Last month I had a project for my advanced databases course, it was to implement a simple iterative UV matrix decomposition algorithm using Hadoop. This post is just about the first step: setting up Hadoop to work, not the algorithm itself. I’m gonna talk about that in a future post.
For those of you noobs like me who never tried Hadoop on more complicated stuff beyond Apache’s boring copy & paste WordCount, it can be a real pain in the butt to run anything more complicated, simply because it’s just one of the worst-documented, badly written pieces of software that implement a really nice idea!
One good idea is to compile a Hadoop version from scratch, rather than use the pre-compiled libraries. This way you should be able to debug and run your Hadoop applications easily. For that, take a look at this video tutorial.
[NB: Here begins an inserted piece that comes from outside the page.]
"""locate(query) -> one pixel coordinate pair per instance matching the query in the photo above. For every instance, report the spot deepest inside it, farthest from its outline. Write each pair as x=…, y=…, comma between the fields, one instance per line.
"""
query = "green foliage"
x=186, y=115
In this post however, I list very simple steps to quickly get Hadoop running on a Mac. So here we go:
1. Download Hadoop
2. Setting Environment Variables
- JAVA_HOME: needs to point to the directory for your Java binaries. To find this you can first get which Java binary is set in your path by running which java, then running readlink on the output path from that. Note that sometimes the readlink would just return another symlink, which you need to follow again. Do that till you reach the JRE/bin/java directory.
- HADOOP_HOME: needs to point to the bin directory of your downloaded Hadoop version. In our case, set it to /home/user_name/Downloads/hadoop-*/bin, where hadoop-* is your hadoop version.